See CHANGELOG.md for a summary of changes in each version. Release tags are listed in GitHub Releases.

Contributing

See CONTRIBUTING.md for the full development guide: environment setup, Node.js reference, Rust implementation, testing, and benchmarking.

Publishing (Maintainers Only)

Releases are handled by the Release workflow: it builds native binaries for macOS (x64/arm64), Windows, and Linux, then publishes the platform packages and the main package to npm.

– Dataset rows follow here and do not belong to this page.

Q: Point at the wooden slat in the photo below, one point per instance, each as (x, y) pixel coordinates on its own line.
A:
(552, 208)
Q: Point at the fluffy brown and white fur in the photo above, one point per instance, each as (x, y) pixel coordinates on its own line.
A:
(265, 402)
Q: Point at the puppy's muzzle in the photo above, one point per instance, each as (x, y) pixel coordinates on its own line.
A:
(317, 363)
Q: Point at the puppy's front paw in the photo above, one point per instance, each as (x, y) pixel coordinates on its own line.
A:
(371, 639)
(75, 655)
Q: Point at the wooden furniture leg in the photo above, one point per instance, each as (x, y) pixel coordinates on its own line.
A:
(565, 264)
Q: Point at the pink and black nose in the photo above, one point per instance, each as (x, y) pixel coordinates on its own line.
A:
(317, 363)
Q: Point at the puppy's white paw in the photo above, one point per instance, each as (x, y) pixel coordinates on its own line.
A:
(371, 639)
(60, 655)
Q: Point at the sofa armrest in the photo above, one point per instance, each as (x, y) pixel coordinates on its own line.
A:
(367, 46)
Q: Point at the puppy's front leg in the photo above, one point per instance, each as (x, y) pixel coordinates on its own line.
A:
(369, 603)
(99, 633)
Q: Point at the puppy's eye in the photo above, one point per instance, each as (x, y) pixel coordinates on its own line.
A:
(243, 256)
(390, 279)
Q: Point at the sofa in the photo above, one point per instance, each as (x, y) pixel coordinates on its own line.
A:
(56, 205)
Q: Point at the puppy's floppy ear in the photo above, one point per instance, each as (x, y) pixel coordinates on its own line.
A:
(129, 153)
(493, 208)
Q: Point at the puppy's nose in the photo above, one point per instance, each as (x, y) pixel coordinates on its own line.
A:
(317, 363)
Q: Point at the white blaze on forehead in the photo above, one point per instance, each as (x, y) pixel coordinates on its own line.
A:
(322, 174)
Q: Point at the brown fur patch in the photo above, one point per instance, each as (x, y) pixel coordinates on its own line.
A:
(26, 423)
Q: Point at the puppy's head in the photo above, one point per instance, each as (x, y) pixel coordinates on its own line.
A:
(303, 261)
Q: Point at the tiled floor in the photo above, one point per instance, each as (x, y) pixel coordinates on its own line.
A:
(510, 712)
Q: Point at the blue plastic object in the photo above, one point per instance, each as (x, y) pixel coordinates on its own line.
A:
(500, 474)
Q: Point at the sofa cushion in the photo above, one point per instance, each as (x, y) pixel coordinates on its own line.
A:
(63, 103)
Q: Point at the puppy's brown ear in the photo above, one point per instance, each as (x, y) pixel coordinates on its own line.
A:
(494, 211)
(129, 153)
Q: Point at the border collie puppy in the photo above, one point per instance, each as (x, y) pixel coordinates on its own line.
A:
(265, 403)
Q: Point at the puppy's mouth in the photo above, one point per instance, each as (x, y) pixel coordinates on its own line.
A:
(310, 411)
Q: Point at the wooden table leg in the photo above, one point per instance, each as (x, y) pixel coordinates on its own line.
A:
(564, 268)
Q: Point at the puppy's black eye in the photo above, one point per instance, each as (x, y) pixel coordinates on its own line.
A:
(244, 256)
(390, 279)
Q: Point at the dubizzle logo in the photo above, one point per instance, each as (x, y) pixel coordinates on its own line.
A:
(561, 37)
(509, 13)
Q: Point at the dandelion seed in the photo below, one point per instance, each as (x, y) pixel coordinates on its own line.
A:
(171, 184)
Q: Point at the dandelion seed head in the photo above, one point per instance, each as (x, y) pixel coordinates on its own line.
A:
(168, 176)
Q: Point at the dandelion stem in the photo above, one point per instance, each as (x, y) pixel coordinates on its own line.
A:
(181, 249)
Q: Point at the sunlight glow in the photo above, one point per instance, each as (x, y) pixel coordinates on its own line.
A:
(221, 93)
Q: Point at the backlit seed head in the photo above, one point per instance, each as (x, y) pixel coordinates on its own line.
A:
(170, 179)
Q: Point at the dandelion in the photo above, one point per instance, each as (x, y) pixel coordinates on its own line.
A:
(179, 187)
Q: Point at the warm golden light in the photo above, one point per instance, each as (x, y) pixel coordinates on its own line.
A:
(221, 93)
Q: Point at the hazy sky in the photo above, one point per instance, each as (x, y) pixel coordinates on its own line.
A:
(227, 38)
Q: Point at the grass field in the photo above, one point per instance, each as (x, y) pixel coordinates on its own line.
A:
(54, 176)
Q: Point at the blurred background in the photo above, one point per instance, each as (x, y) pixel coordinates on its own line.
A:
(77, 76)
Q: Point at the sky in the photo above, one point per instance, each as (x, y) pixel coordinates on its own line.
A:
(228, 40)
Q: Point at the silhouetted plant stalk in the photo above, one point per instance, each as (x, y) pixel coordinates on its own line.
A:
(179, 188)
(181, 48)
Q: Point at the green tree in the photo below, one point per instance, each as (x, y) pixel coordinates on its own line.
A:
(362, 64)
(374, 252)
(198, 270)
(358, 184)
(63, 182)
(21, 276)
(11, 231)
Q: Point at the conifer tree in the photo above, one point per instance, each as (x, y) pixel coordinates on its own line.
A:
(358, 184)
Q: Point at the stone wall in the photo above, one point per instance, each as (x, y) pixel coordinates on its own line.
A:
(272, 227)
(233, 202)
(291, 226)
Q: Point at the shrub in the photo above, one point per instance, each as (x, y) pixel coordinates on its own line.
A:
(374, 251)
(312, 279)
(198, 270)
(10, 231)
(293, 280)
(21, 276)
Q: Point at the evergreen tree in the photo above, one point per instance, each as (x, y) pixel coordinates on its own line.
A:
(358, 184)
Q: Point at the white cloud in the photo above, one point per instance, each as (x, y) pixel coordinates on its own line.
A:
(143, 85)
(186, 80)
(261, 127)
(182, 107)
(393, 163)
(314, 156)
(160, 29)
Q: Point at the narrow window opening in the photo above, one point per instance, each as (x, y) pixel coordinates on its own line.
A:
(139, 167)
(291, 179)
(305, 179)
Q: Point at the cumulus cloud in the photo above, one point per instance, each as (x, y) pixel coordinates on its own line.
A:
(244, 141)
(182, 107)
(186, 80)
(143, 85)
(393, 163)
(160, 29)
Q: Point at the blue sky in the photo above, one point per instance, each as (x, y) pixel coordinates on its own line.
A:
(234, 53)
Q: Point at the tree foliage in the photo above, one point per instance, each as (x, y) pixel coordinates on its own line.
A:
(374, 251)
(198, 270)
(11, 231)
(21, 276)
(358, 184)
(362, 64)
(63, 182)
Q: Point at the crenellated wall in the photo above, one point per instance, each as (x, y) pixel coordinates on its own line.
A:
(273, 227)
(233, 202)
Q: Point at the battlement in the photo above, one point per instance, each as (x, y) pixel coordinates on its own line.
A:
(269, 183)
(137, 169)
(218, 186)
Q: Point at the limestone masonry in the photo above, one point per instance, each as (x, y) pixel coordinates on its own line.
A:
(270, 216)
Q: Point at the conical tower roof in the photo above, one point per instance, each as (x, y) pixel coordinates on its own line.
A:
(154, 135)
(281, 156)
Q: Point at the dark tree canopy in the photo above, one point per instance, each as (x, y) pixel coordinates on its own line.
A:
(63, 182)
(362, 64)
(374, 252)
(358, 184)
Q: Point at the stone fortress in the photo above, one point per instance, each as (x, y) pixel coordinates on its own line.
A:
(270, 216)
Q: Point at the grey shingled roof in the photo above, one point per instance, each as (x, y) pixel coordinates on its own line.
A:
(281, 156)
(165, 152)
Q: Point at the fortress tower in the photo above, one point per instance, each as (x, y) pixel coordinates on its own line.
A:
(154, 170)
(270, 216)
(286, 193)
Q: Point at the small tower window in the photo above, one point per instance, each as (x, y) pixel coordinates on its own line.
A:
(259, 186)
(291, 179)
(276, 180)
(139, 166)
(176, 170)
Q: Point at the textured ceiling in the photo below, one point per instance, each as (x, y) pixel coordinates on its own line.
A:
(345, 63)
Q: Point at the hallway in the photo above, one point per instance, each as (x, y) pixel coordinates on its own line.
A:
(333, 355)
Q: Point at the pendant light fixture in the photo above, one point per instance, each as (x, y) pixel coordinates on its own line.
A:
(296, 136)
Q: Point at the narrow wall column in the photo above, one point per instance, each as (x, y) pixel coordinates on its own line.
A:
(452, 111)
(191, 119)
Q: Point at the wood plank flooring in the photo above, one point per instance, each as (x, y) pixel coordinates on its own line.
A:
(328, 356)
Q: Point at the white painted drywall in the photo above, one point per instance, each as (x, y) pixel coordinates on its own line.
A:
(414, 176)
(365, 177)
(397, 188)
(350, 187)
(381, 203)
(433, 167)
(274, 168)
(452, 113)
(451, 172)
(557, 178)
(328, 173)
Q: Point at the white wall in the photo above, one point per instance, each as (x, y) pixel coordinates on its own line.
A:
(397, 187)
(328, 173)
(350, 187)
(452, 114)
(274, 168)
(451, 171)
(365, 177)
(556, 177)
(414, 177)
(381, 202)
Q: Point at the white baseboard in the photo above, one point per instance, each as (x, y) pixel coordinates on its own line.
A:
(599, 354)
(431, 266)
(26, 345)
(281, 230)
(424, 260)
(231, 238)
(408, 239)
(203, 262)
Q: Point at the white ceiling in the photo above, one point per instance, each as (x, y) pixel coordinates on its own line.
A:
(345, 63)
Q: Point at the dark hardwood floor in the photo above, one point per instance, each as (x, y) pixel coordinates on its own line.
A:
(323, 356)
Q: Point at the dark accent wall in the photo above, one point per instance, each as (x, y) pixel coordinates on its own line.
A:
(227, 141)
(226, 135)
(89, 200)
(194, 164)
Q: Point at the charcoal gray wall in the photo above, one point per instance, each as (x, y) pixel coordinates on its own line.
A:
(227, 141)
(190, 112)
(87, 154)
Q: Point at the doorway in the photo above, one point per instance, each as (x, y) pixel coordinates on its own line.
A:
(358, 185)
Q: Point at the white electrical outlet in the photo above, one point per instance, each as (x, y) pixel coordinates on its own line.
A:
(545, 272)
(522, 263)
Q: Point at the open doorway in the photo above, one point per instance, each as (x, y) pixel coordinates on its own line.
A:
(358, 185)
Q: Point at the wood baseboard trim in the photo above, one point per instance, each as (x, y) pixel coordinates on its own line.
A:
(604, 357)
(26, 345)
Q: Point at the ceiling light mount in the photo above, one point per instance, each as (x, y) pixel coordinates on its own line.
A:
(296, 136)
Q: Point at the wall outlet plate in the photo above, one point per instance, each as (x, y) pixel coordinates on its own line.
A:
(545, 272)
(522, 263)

  1. Secrets: In the repo Settings → Secrets and variables → Actions, add NPM_TOKEN (npm Classic or Automation token with Publish permission).
  2. Release: Either run Actions → Release → Run workflow (uses the current package.json version on main), or bump version in package.json and Cargo.toml, push to main, then create and push a tag: git tag v<version> && git push origin v<version>.
  3. Changelog: Update CHANGELOG.md before or right after the release (move entries from [Unreleased] to a new version heading and add the compare link).

The workflow injects optionalDependencies and publishes all packages; no need to edit package.json manually for release.